A differenza dei coetanei tipici che svolgono attività ricreative con amici, i giovani con disabilità intellettiva le svolgono spesso con adulti o genitori (Solish, Perry e Minnes 2010). King et al. (2013) suggeriscono che questo accade perché necessitano di più supporto, il che può ostacolare lo sviluppo dell’autonomia. Anche il tipo di scuola e l’età influenzano la partecipazione: gli alunni con disabilità in scuole regolari partecipano più frequentemente di quelli in scuole speciali (Badia et al. 2013; Wendelborg e Paulsen 2014). Inoltre, la segregazione nel tempo libero aumenta con l’età (Wendelborg e Paulsen 2014).

Le persone con disabilità intellettive affrontano barriere maggiori rispetto ad altri tipi di disabilità (Molden e Tøssebro 2009), tra cui: costi, mancanza di risorse, difficoltà di trasporto e atteggiamenti negativi della comunità (Reynolds 2002).

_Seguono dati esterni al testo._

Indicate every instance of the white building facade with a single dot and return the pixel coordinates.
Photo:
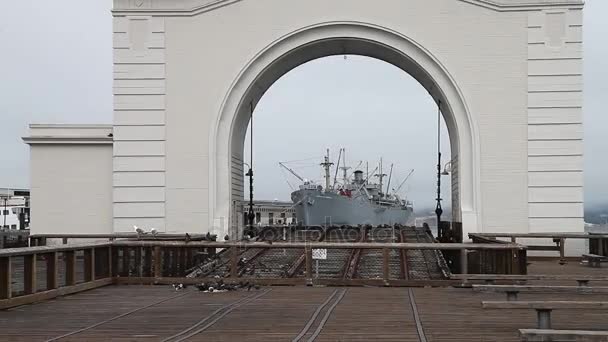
(507, 73)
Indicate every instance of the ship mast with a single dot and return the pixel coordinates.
(326, 165)
(337, 169)
(389, 180)
(344, 168)
(381, 175)
(292, 172)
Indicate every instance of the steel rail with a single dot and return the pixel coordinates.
(419, 327)
(326, 316)
(226, 309)
(118, 317)
(313, 318)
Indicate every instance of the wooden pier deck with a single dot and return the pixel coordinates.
(159, 313)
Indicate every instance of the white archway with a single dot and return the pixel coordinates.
(337, 38)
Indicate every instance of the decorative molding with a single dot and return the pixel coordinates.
(68, 140)
(171, 8)
(195, 7)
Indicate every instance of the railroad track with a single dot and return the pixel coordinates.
(340, 263)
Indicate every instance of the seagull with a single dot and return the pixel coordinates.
(139, 231)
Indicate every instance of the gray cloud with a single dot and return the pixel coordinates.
(56, 67)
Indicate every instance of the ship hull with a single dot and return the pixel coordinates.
(318, 208)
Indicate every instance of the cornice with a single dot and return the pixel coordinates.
(162, 8)
(54, 140)
(195, 7)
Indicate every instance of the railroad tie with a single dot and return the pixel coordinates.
(419, 327)
(219, 314)
(118, 317)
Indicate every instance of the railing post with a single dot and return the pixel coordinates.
(157, 262)
(308, 253)
(5, 278)
(562, 250)
(89, 264)
(29, 274)
(234, 258)
(464, 265)
(385, 265)
(52, 270)
(70, 268)
(109, 260)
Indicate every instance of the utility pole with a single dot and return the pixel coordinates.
(438, 209)
(326, 165)
(251, 215)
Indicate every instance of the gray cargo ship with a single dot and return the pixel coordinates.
(349, 202)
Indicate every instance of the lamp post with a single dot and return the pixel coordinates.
(438, 209)
(250, 215)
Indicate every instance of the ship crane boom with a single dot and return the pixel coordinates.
(291, 171)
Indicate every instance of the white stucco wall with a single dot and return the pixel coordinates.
(518, 67)
(71, 179)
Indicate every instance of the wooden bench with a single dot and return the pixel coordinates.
(582, 280)
(595, 260)
(544, 308)
(513, 290)
(533, 335)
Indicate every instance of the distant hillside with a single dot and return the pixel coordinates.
(597, 214)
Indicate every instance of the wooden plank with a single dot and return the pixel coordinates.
(126, 261)
(544, 305)
(562, 335)
(308, 253)
(385, 264)
(5, 278)
(157, 262)
(49, 249)
(547, 235)
(234, 258)
(52, 270)
(89, 264)
(70, 267)
(540, 288)
(49, 294)
(326, 245)
(30, 274)
(516, 277)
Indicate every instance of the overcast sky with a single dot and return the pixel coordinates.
(53, 73)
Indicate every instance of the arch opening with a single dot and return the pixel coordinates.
(326, 40)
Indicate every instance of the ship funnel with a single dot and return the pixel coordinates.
(358, 177)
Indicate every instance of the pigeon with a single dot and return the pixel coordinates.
(139, 231)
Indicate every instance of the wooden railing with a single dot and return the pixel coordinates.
(488, 262)
(598, 243)
(38, 273)
(13, 238)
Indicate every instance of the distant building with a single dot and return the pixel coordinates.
(270, 213)
(14, 209)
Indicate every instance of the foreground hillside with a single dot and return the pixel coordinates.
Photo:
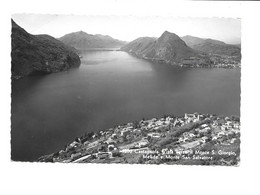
(171, 49)
(39, 54)
(194, 139)
(83, 40)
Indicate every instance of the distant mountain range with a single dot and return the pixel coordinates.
(186, 51)
(212, 46)
(83, 40)
(168, 48)
(39, 54)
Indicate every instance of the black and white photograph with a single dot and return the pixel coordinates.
(125, 89)
(129, 97)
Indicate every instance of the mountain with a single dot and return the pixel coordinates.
(39, 54)
(212, 46)
(83, 40)
(168, 48)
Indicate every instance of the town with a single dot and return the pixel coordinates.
(192, 139)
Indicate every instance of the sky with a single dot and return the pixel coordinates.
(128, 28)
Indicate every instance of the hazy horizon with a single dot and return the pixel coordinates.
(129, 28)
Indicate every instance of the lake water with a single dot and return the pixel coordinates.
(108, 89)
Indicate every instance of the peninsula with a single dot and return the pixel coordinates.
(192, 139)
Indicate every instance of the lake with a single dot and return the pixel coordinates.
(108, 89)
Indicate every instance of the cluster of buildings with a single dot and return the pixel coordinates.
(124, 141)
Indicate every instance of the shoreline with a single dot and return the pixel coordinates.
(194, 139)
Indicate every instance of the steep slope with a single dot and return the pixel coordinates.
(212, 46)
(168, 48)
(83, 40)
(39, 54)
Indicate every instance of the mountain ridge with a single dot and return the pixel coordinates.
(83, 40)
(212, 46)
(168, 48)
(39, 54)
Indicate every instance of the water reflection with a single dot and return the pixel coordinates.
(108, 89)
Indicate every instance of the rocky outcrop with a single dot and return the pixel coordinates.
(39, 54)
(83, 40)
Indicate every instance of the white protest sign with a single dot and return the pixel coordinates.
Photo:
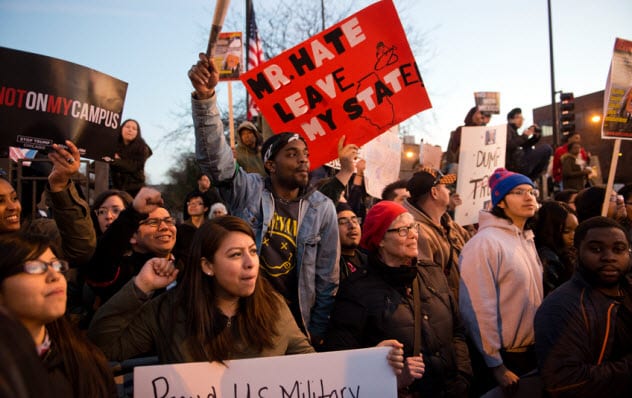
(341, 374)
(482, 152)
(383, 156)
(488, 101)
(430, 156)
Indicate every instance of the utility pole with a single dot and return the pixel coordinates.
(556, 132)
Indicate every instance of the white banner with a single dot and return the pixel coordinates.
(383, 156)
(430, 156)
(341, 374)
(482, 151)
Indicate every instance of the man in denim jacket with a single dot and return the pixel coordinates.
(296, 228)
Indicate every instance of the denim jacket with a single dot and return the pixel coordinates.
(248, 197)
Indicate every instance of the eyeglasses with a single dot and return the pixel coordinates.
(155, 222)
(521, 192)
(348, 221)
(37, 267)
(404, 231)
(438, 177)
(103, 211)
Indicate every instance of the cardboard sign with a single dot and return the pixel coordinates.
(488, 102)
(45, 100)
(342, 374)
(430, 156)
(482, 151)
(229, 55)
(383, 159)
(617, 101)
(357, 78)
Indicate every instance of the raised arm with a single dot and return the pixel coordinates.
(70, 212)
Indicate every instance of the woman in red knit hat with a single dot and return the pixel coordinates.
(395, 297)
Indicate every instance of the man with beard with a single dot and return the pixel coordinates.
(295, 226)
(440, 238)
(584, 328)
(141, 232)
(522, 156)
(351, 259)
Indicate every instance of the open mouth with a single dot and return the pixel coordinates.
(56, 292)
(164, 238)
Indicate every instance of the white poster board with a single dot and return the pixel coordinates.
(342, 374)
(383, 156)
(482, 151)
(430, 156)
(488, 101)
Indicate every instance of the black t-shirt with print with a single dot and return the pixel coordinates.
(278, 253)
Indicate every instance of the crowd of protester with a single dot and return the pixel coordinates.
(267, 262)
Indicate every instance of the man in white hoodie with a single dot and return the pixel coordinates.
(501, 283)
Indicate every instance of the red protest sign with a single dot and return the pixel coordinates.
(357, 78)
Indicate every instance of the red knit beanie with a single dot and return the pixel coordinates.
(377, 221)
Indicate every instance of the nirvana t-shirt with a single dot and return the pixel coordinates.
(278, 253)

Hanno meno amici e meno relazioni sociali (Solish, Perry e Minnes 2010), passano poco tempo con gli amici fuori da scuola (Solish, Minnes e Kupferschmidt 2003; Oates et al. 2011), e svolgono più attività sociali a casa o con altri disabili (Dolva, Kleiven e Kollstad 2014).

Sebbene l’inclusione scolastica abbia effetti positivi sulla partecipazione alle attività ricreative (Ullenhag et al. 2012), la sola vicinanza fisica non garantisce l’inclusione sociale nei gruppi di pari (Solish, Minnes e Kupferschmidt 2003).

Per quanto riguarda l’attività fisica, la ricerca è limitata (Ingebrigtsen e Petter Aspvik 2009), ma mostra che molti giovani con disabilità intellettive sono inattivi (Frey 2004), e non abbastanza attivi per trarne benefici (Temple, Frey e Stanish 2006). Preferiscono attività ricreative a quelle fisiche (Umb-Carlsson 2008), forse perché più semplici da gestire e con meno barriere esterne (King et al. 2013).


In sintesi:

La ricerca mostra che i giovani con disabilità intellettive partecipano meno alle attività ricreative rispetto ai coetanei. Questo articolo approfondisce la questione attraverso le testimonianze dirette di ragazzi e genitori, per capire in quali attività, quando e come partecipano al “tempo libero con disabilità”. I risultati vengono poi confrontati con i dati generali sulla partecipazione dei giovani norvegesi (Vaage 2013; NOVA 2014).

Prima di rispondere alle domande di ricerca, si presenta brevemente il contesto norvegese. Nel 1975, la legge sull’istruzione ha garantito il diritto a tutti i bambini, inclusi quelli con bisogni educativi speciali, di frequentare la scuola locale. Questo ha permesso ai bambini con disabilità intellettive di vivere con le loro famiglie. Inoltre, nel 1991 sono state chiuse tutte le istituzioni centrali per disabili, trasferendo ai comuni la responsabilità per i servizi, comprese le attività ricreative. Tuttavia, nonostante gli obiettivi di inclusione, vari studi dimostrano che le persone con disabilità intellettive in Norvegia partecipano ancora di più ad attività segregate che integrate (Kittelsaa 2008; Kolstad 2011; Söderström e Tøssebro 2011).